Required: pip install the-edge-agent[llamaindex] or pip install llama-index>=0.10.0 llama-index-core>=0.10.0
Fallback: When LlamaIndex is not available, rag.llamaindex.query falls back to native vector.query. Other actions return an error with success: false.
Settings Configuration#
settings:
llamaindex:
index_path: "./vector_store" # Default index path
embedding_model: text-embedding-3-small # OpenAI embedding model
embedding_base_url: null # Custom API URL (for local/compatible)
llm_model: gpt-4o-mini # LLM for routing/synthesis
llm_base_url: null # Custom LLM API URL
api_key: "${OPENAI_API_KEY}" # API key (env var)
rag.llamaindex.query#
Execute simple vector query against LlamaIndex index:
- name: retrieve_context
uses: rag.llamaindex.query
with:
query: "{{ state.question }}" # Required
index_path: "./vector_store" # Optional (uses settings default)
similarity_top_k: 5 # Optional (default: 5)
response_mode: compact # Optional: compact, refine, tree_summarize
output: rag_result
Returns:
{
"response": "Synthesized answer from context...",
"nodes": [
{"id": str, "text": str, "metadata": dict}
],
"scores": [0.95, 0.87, ...],
"success": True
}
rag.llamaindex.router#
Router Query Engine for dynamic retrieval strategy selection:
- name: smart_retrieval
uses: rag.llamaindex.router
with:
query: "{{ state.question }}" # Required
engines: # Required: list of engines
- type: vector # Engine type
index_path: "./docs_index" # Path for vector/keyword
description: "Semantic search over documentation"
name: docs_engine # Optional identifier
- type: keyword
index_path: "./logs_index"
description: "Exact keyword matching in logs"
- type: sql
connection: "sqlite:///sales.db" # Connection string for SQL
description: "Structured data queries"
verbose: false # Optional: enable logging
output: router_result
Engine Types:
vector: Semantic similarity search using embeddingskeyword: BM25-style keyword matchingsql: Natural language to SQL queries (requires SQLAlchemy)
Returns:
{
"response": "Answer based on selected engine...",
"selected_engine": {"name": "docs_engine", "reason": "..."},
"nodes": [...],
"scores": [...],
"success": True
}
rag.llamaindex.subquestion#
Sub-Question Query Engine for complex query decomposition:
- name: complex_query
uses: rag.llamaindex.subquestion
with:
query: "Compare the revenue growth of Apple and Google from 2020 to 2024"
engines: # List of query engines
- type: vector
index_path: "./financials"
description: "Financial data and reports"
parallel: true # Optional: parallel sub-question execution
synthesis_prompt: "Synthesize a comparison" # Optional: custom synthesis
verbose: false
output: subq_result
Simpler form with single index:
- name: complex_query
uses: rag.llamaindex.subquestion
with:
query: "What are the pros and cons of Python vs Rust?"

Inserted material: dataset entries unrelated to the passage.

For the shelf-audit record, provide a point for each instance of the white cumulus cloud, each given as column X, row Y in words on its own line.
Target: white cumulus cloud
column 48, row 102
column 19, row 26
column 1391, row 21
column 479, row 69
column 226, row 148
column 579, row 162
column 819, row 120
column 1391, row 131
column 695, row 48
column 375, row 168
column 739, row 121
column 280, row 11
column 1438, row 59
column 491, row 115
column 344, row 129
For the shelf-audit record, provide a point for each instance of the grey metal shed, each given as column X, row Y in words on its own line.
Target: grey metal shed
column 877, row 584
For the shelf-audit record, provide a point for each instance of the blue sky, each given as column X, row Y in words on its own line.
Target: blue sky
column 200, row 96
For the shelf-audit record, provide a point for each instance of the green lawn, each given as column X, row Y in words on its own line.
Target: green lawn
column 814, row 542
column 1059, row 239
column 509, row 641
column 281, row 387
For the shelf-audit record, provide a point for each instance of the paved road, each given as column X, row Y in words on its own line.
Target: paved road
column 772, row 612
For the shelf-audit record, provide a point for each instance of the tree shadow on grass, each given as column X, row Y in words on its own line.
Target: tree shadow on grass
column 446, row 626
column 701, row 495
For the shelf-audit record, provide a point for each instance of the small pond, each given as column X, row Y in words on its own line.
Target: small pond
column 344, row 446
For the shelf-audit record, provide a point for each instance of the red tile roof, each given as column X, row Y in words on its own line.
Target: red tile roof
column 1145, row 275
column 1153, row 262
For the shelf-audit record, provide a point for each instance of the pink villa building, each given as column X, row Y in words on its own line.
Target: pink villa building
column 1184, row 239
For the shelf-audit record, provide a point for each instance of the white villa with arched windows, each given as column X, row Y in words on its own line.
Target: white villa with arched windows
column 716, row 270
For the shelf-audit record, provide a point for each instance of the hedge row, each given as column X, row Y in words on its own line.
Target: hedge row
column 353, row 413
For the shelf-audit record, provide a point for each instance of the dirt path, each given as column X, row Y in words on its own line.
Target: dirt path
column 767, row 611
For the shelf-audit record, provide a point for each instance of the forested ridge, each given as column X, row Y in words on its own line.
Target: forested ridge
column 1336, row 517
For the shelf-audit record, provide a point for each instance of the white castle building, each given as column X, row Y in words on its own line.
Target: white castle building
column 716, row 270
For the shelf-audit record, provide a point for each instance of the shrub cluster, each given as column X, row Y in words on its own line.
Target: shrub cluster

index_path: "./programming_docs" # Single index shorthand
parallel: true
output: analysis
Returns:
{
"response": "Comprehensive comparison...",
"sub_questions": [
"What was Apple revenue in 2020?",
"What was Apple revenue in 2024?",
"What was Google revenue in 2020?",
"What was Google revenue in 2024?"
],
"sub_answers": [
"Apple revenue in 2020 was...",
"..."
],
"success": True
}
rag.llamaindex.create_index#
Create a new LlamaIndex vector index:
# From documents
- name: create_from_docs
uses: rag.llamaindex.create_index
with:
documents: # List of document dicts
- text: "Document 1 content..."
metadata: {type: article, date: "2024-01-15"}
- text: "Document 2 content..."
metadata: {type: blog}
persist_path: "./my_index" # Optional: persist to disk
output: create_result
# From directory
- name: create_from_dir
uses: rag.llamaindex.create_index
with:
directory: "./documents/" # Load all files from directory
persist_path: "./my_index"
output: create_result
Returns: {"success": true, "persist_path": str, "document_count": int}
rag.llamaindex.load_index#
Load a persisted index:
- name: load_existing
uses: rag.llamaindex.load_index
with:
index_path: "./my_index" # Required
force_reload: false # Optional: bypass cache
output: load_result
Returns: {"success": true, "index_path": str, "cached": bool}
rag.llamaindex.add_documents#
Add documents to an existing index:
- name: add_new_docs
uses: rag.llamaindex.add_documents
with:
documents:
- text: "New document content"
metadata: {added: "2024-06-01"}
index_path: "./my_index" # Optional (uses settings default)
output: add_result
Returns: {"success": true, "added": int, "index_path": str}
Tools Bridge Actions#
Access external tool ecosystems (CrewAI, MCP, LangChain).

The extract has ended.